La présence authentique de la valeur absolue

Quand on ne pouvait plus rien, on disait Dieu. Quand on ne savait plus, on disait Dieu. C’était un bouche-trou qui ne répondait à rien… Une notion condamnée à disparaître à mesure que l’homme devient maître de son champ.

3ème extrait de la conférence [repère audio : 12’ 55’’]

Pour le mot Dieu, pour la conception de Dieu, il est évident que les voies de l’histoire ici étaient inévitables, inévitables : l’humanité ne pouvait pas prendre possession, d’un seul coup, de toutes ces richesses. Puisque elle en est, ou on en est aujourd’hui.

Si la plupart des ressources de l’humanité sont dépensées dans la préparation de la guerre atomique, cela veut dire à quel degré de barbarie nous sommes encore. On ne saurait donc s’étonner que l’humanité ait une peine extrême à dégager la notion de Dieu d’une gangue qui nous paraît intolérable, mais qui devait nécessairement résulter d’une expérience en cours, d’une expérience où le devenir suppose des étapes qu’il est impossible de brûler.

L’humanité a cherché d’abord en Dieu, nous avons vu, une protection contre elle-même et elle en a fait très souvent, au cours de l’histoire, le bouche-trou de toutes ses impuissances et de toutes ses ignorances : quand on ne pouvait plus rien, on disait Dieu. Quand on ne savait plus, on disait Dieu. C’était un bouche-trou qui ne répondait à rien. Je veux dire que – qui ne supposait aucune autre expérience, sinon celle de l’ignorance et de l’impuissance.

Sous ce chef, évidemment, on peut arguer, on peut argumenter et voir en effet dans la notion de Dieu – et je n’hésite pas à le faire – une notion condamnée à disparaître à mesure que l’homme devient maître de son champ, qu’il arrive à conquérir toutes les techniques et qu’il atteint une espèce de toute-puissance, car ce n’est pas dans cet ordre que s’effectue l’expérience de Dieu, telle que nous l’avons sommairement parcourue tout à l’heure.

L’expérience de Dieu est autrement profonde, et elle concerne précisément l’avènement en nous de la personnalité, l’avènement en nous de la liberté, puisque nous l’avons dit, le critère essentiel de la Présence divine, c’est l’intériorité, l’intériorité et la libération. On reconnaît toujours la présence authentique de la valeur absolue, on la reconnaît toujours à ceci que on devient intérieur à soi et que on se sent libéré de soi.

Pause musicale et intervention de Paul Debains

À un certain niveau de l’homme correspond un certain niveau de la divinité

Les hommes sont encore très largement une espèce humaine et non pas une humanité de qualité… où la personnalité serait développée chez la plupart au point qu’ils puissent immédiatement communier, communier dans l’universel.

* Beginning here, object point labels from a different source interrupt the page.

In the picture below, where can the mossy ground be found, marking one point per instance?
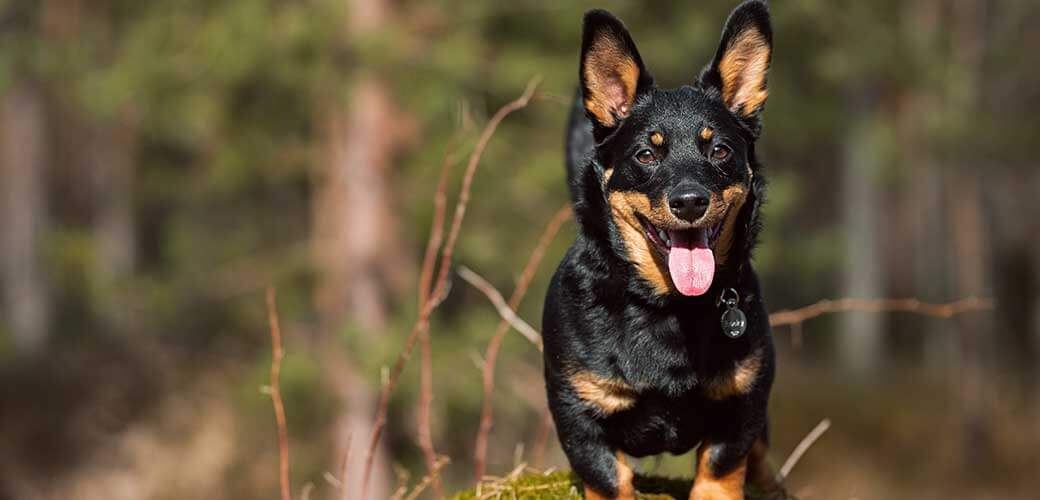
(565, 485)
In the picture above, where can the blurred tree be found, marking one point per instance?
(23, 193)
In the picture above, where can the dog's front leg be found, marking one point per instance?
(601, 468)
(722, 469)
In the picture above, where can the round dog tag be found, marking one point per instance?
(733, 321)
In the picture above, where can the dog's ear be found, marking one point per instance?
(612, 71)
(739, 64)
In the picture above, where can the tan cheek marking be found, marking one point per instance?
(732, 198)
(709, 487)
(736, 383)
(606, 395)
(623, 209)
(743, 71)
(760, 473)
(656, 138)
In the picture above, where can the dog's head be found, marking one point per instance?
(677, 166)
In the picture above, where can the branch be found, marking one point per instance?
(422, 322)
(802, 448)
(423, 416)
(487, 411)
(798, 316)
(503, 309)
(276, 395)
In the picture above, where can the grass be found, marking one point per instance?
(565, 485)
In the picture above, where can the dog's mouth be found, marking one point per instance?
(689, 254)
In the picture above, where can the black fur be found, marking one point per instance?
(602, 317)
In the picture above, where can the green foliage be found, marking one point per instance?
(565, 485)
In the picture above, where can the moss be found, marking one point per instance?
(565, 485)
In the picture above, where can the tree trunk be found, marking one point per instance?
(355, 246)
(860, 341)
(110, 166)
(23, 217)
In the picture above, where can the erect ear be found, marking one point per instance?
(739, 64)
(612, 71)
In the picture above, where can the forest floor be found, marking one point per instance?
(565, 485)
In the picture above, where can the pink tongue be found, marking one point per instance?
(691, 262)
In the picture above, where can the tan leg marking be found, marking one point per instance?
(736, 383)
(709, 487)
(626, 491)
(606, 395)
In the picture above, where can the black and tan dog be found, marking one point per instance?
(656, 339)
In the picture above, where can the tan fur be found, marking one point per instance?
(626, 491)
(732, 201)
(737, 382)
(624, 206)
(709, 487)
(606, 395)
(611, 75)
(743, 70)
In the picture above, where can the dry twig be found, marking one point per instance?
(438, 288)
(487, 411)
(276, 395)
(798, 316)
(423, 417)
(503, 309)
(802, 448)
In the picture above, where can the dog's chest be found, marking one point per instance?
(665, 353)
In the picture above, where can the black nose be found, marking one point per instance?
(689, 203)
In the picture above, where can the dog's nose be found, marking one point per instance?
(689, 203)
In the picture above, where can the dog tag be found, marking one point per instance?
(734, 323)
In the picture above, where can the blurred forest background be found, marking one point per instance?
(161, 163)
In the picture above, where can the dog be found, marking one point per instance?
(656, 338)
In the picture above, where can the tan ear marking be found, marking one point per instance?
(611, 76)
(743, 71)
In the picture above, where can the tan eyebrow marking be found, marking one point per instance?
(656, 138)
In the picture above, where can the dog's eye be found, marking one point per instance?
(720, 152)
(646, 157)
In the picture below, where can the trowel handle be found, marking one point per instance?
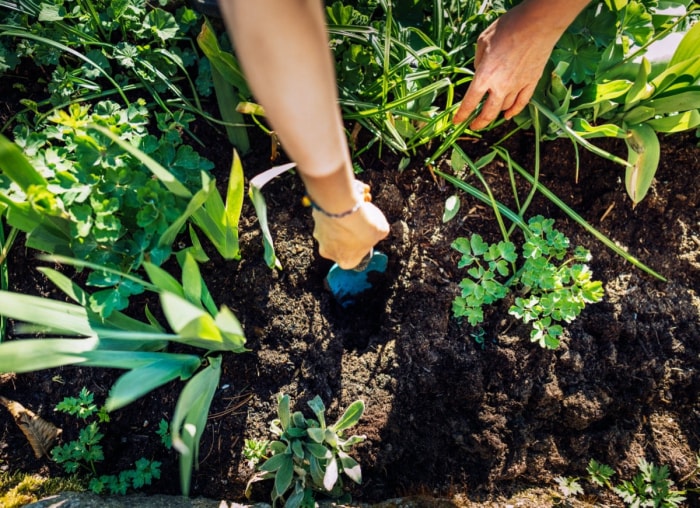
(365, 261)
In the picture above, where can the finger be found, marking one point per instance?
(509, 101)
(489, 112)
(521, 101)
(469, 103)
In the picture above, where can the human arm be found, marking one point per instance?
(283, 49)
(511, 55)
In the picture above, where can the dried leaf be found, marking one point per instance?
(40, 433)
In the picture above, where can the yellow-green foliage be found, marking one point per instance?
(19, 489)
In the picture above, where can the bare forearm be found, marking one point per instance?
(550, 16)
(283, 48)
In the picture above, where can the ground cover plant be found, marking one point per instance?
(443, 413)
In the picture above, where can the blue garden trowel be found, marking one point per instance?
(348, 285)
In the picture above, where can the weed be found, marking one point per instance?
(86, 451)
(650, 487)
(555, 285)
(255, 450)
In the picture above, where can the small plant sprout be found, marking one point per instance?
(554, 286)
(600, 474)
(255, 450)
(86, 451)
(310, 456)
(569, 487)
(650, 487)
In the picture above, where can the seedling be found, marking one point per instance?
(309, 456)
(86, 451)
(555, 285)
(650, 487)
(255, 450)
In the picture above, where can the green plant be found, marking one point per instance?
(84, 452)
(601, 83)
(21, 489)
(398, 67)
(164, 433)
(650, 487)
(75, 335)
(95, 48)
(229, 85)
(88, 192)
(310, 456)
(555, 288)
(255, 450)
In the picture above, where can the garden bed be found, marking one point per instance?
(446, 415)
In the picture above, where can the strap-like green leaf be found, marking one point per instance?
(644, 152)
(350, 417)
(140, 381)
(38, 354)
(16, 166)
(190, 418)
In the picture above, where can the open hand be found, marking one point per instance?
(510, 57)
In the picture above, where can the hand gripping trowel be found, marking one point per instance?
(348, 285)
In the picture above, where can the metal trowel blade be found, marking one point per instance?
(347, 285)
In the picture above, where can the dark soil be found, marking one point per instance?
(445, 416)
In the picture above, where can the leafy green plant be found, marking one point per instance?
(601, 83)
(83, 453)
(555, 285)
(651, 487)
(75, 335)
(398, 66)
(310, 456)
(95, 47)
(229, 85)
(87, 191)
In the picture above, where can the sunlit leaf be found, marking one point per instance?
(644, 152)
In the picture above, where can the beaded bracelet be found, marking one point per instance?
(366, 198)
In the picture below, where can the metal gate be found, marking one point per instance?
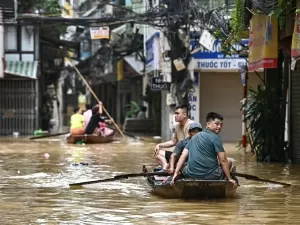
(18, 104)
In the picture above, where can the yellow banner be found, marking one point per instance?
(120, 69)
(263, 42)
(296, 38)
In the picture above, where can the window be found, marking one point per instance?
(27, 40)
(11, 41)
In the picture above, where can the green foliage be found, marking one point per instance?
(264, 123)
(283, 8)
(237, 21)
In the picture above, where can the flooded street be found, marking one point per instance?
(35, 190)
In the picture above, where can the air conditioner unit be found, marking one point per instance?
(9, 10)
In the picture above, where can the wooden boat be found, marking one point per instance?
(195, 189)
(90, 139)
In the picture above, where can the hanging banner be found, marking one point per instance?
(296, 38)
(99, 33)
(263, 42)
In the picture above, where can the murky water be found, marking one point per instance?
(35, 190)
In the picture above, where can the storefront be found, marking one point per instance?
(221, 90)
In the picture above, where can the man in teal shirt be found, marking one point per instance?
(204, 153)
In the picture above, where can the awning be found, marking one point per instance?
(22, 68)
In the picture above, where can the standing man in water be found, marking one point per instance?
(180, 133)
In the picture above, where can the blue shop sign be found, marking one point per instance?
(149, 48)
(217, 53)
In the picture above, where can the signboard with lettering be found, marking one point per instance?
(99, 33)
(216, 59)
(194, 99)
(158, 84)
(152, 53)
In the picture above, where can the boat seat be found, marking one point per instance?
(133, 124)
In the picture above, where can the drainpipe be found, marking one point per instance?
(288, 112)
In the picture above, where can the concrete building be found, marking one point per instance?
(19, 74)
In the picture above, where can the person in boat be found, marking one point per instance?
(204, 152)
(193, 130)
(180, 133)
(97, 122)
(88, 113)
(77, 122)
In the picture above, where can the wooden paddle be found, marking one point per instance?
(95, 96)
(129, 135)
(121, 177)
(50, 135)
(252, 177)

4ème extrait de la conférence [repère audio : 18’ 16’’] (Avec la reprise dernière phrase de l’extrait précédent)

On reconnaît toujours la présence authentique de la valeur absolue, on la reconnaît toujours à ceci que on devient intérieur à soi et que on se sent libéré de soi.

Mais, jusqu’à ce que on en arrive à cette expérience personnifiante, personnalisante et libératrice, il y a naturellement un long chemin. Et comme l’humanité a d’abord été agglutinée en groupes, que elle a pensé collectivement que le, c’est sur le tard que la personnalité s’est fait jour, et encore très, très lentement.

Enfin, nous sommes circonvenus, circonvenus par les limites de notre état, par les limites de notre continent, par les limites de notre langue, par les limites de notre programme scolaire. Et nous sommes très largement étrangers les uns aux autres, et il suffit de faire un voyage en avion – avec la rapidité des avions d’aujourd’hui – pour se rendre compte combien l’humanité demeure cloisonnée et comment, quelques heures de voyage simplement vous précipite dans une autre civilisation, qui n’a aucun contact avec la nôtre.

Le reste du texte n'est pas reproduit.